“O maior celerado, um cão raivoso, um irado, um herético, um porco de Epicuro que fecha os ouvidos a todas as emendas cristãs”, assim é D. Juan aos olhos do criado Esganarelo. Esganarelo é um servo submisso e conformado com a vida, D. Juan um ateu, um sedutor, um desesperado.

A partir de sexta-feira, “D. Juan ou o Festim de Pedra” de Molière vai estar em exibição durante um mês na Academia Contemporânea do Espectáculo (ACE). D. Juan, uma fonte inesgotável de criação artística, é uma produção da ACE/Teatro do Bolhão, encenada pelo japonês Kuniaki Ida, pela segunda vez a trabalhar com a companhia.

A peça enquadra-se numa estratégia da ACE/Teatro do Bolhão de criar espectáculos com base em textos e autores nucleares da dramaturgia universal. Até agora, a ACE levou ao palco “A Resistível Ascenção de Arturo Ui” de Bertolt Brecht, a “Pioravante Marche” de Samuel Beckett e “Quem Tem Medo de Virgínia Woolf?” de Edward Albee. A companhia pretende ainda encenar “D.Quixote” e “Oresteia” brevemente.

Um sedutor endiabrado

O mítico personagem D. Juan, interpretado por António Capelo, veste de vermelho da cabeça aos pés. Num cenário luxuriante saturado de veludos rubros, Capelo mantém uma pose e uma voz altivas, suportado pela segurança de João Paulo Costa no papel de Esganarelo. Nas duas personagens reconhece-se Molière: um cínico ou um inconformado, um rebelde ou um crente.
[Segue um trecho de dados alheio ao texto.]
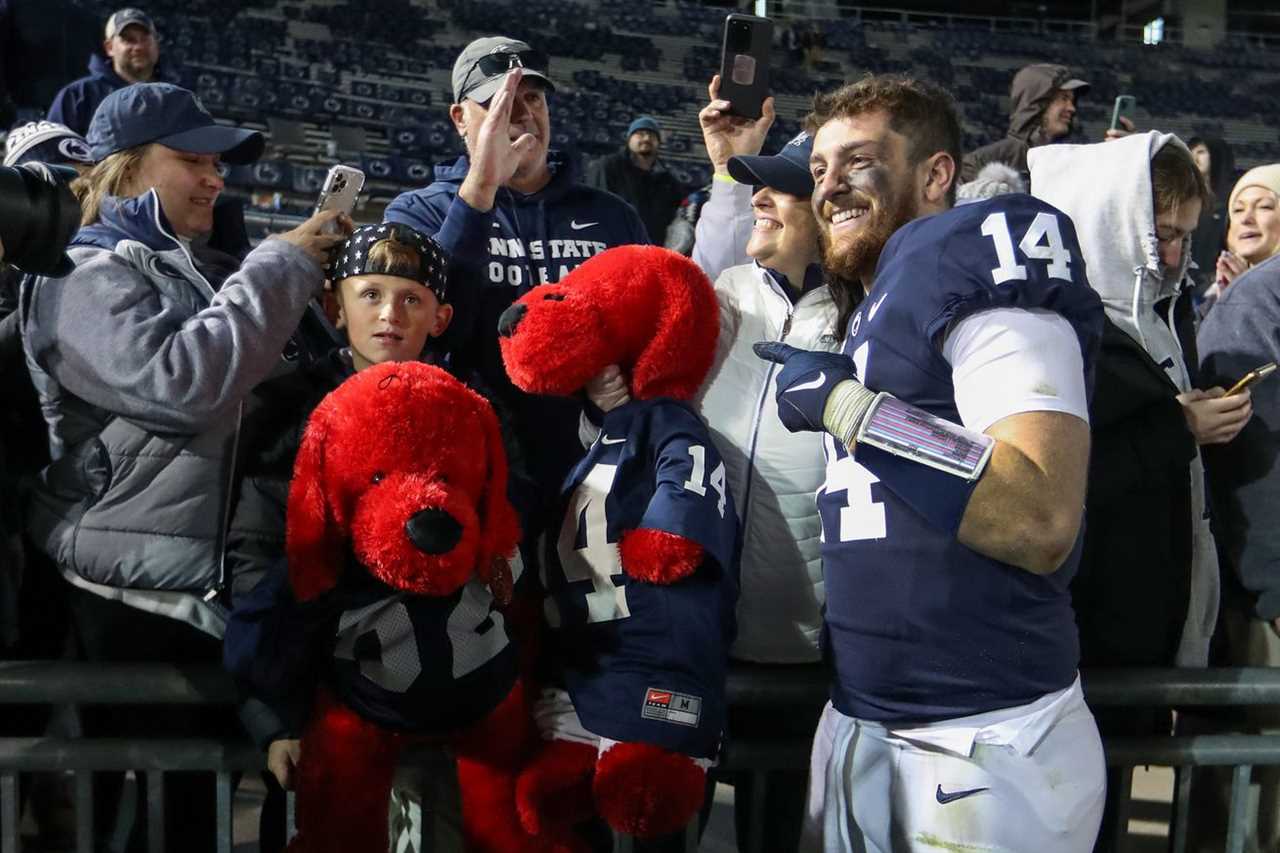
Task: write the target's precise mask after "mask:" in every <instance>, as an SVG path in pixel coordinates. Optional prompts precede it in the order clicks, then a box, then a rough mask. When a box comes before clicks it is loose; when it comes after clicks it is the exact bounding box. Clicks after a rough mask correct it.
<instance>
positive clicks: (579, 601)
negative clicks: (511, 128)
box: [499, 246, 737, 849]
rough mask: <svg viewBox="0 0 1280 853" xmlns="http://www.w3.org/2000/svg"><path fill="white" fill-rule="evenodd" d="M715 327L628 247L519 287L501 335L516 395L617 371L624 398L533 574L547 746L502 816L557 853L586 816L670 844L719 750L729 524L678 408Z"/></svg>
mask: <svg viewBox="0 0 1280 853" xmlns="http://www.w3.org/2000/svg"><path fill="white" fill-rule="evenodd" d="M717 314H718V311H717V302H716V296H714V292H713V289H712V284H710V282H709V280H708V279H707V277H705V275H704V274H703V273H701V272H700V270H699V269H698V268H696V266H694V265H692V264H691V263H690V261H689V260H687V259H685V257H682V256H681V255H677V254H676V252H669V251H667V250H663V248H655V247H640V246H626V247H620V248H613V250H609V251H605V252H603V254H600V255H596V256H595V257H593V259H591V260H589V261H586V263H585V264H582V265H581V266H579V268H577V269H576V270H573V272H572V273H570V274H568V275H567V277H566V278H564V279H562V280H561V282H559V283H558V284H544V286H541V287H536V288H534V289H532V291H530V292H529V293H526V295H525V296H524V297H522V298H521V300H520V301H518V302H516V304H515V305H512V307H511V309H508V310H507V313H504V314H503V318H502V320H500V324H499V334H500V336H502V338H500V345H502V353H503V359H504V361H506V365H507V373H508V375H509V377H511V379H512V382H515V384H517V386H518V387H520V388H522V389H525V391H529V392H534V393H544V394H572V393H575V392H579V391H580V389H581V388H582V387H584V386H585V384H586V382H588V380H589V379H590V378H593V377H595V375H596V374H599V373H600V370H602V369H603V368H605V366H607V365H620V366H621V368H622V370H623V374H625V375H626V377H627V378H628V387H630V396H631V402H627V403H626V405H622V406H620V407H617V409H614V410H612V411H609V412H607V414H605V415H604V420H603V428H602V433H600V435H599V438H598V439H596V441H595V443H594V444H593V446H591V448H590V450H589V451H588V453H586V456H585V457H584V459H582V460H581V461H580V462H579V465H577V466H576V467H575V470H573V473H572V474H571V476H570V479H568V484H567V487H566V489H564V493H563V511H564V512H563V525H562V526H561V529H559V533H558V535H556V532H554V530H553V532H552V533H550V537H549V539H550V543H549V544H550V546H552V547H548V548H547V553H545V558H544V560H545V565H544V566H543V580H544V588H545V594H547V599H545V611H547V617H548V621H549V622H550V628H552V629H553V630H552V631H550V634H552V638H553V640H552V643H550V646H552V649H553V653H554V654H553V669H554V672H556V681H557V683H558V684H557V685H553V686H552V689H548V690H544V692H543V698H541V699H540V701H539V708H538V717H539V725H540V727H541V729H543V736H544V738H547V739H548V744H547V745H545V748H544V749H543V752H541V753H540V754H539V756H538V758H535V760H534V762H532V763H531V765H530V766H529V767H527V768H526V770H525V771H524V772H522V774H521V777H520V781H518V785H517V803H518V807H520V813H521V820H522V822H524V826H525V829H526V830H529V831H530V833H532V834H535V835H538V836H540V838H554V839H558V840H559V841H561V843H563V844H564V845H566V847H568V848H571V849H575V847H576V849H582V848H581V845H577V843H576V841H575V838H573V835H572V829H571V827H572V824H573V822H575V821H579V820H581V818H584V817H586V816H589V815H590V813H591V812H596V813H599V815H600V816H603V817H604V818H605V821H607V822H608V824H609V825H611V826H612V827H613V829H616V830H618V831H622V833H628V834H631V835H637V836H655V835H663V834H667V833H672V831H675V830H678V829H680V827H681V826H684V825H685V824H687V822H689V821H690V820H691V818H692V817H694V815H695V813H696V812H698V809H699V807H700V806H701V803H703V798H704V786H705V771H707V768H708V766H709V765H710V763H712V761H714V758H716V756H717V751H718V747H719V738H721V731H722V726H723V717H724V675H726V662H727V654H728V646H730V643H731V640H732V637H733V630H735V629H733V606H735V602H736V598H737V566H736V540H737V516H736V514H735V510H733V503H732V500H731V497H730V496H728V493H727V491H726V483H724V465H723V464H722V462H721V459H719V455H718V453H717V451H716V447H714V446H713V444H712V442H710V437H709V434H708V430H707V427H705V424H704V423H703V421H701V419H700V418H699V416H698V415H696V414H695V412H694V410H692V409H691V407H690V406H689V405H687V403H686V402H684V401H686V400H689V398H690V397H691V396H692V394H694V393H695V392H696V391H698V388H699V386H700V384H701V383H703V379H704V378H705V375H707V371H708V370H709V368H710V364H712V359H713V355H714V350H716V337H717V333H718V320H717ZM556 686H562V688H563V689H556Z"/></svg>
Molière escreveu o texto numa altura em que lhe morre o filho e o pai, a actriz da companhia abandona-o e o rei deixa de o financiar. A angústia percorre-o quando escreve e a peça é um auto-retrato cheio de carências físicas e afectivas.

Considerado pelo criado como “o coração mais femeeiro do mundo”, D. Juan justifica-se: “o amor que sinto por uma não me leva a ser injusto com as outras”. Porém, a história não se limita a retratar as aventuras amorosas de um libertino ímpio. “Esta peça é muito filosófica e metafísica. Fala sobre a vida, o amor, a liberdade. D. Juan é um indivíduo cínico e autónomo que quer preservar a sua liberdade individual contra tudo o que há à sua volta. Por isso, [a peça] é actual”, descreveu ao JPN o encenador Kuniaki Ida.

O texto de Molière foi rotulado como subversivo pelos seus contemporâneos, uma “comédia muito perniciosa já que não só representa os vícios mais horríveis, como também ensina a cometê-los”. Por isso, “D. Juan é uma espécie de herói em conflito com este mundo. Já habita o Inferno: só perante a morte encontrará a paz”, conclui o encenador.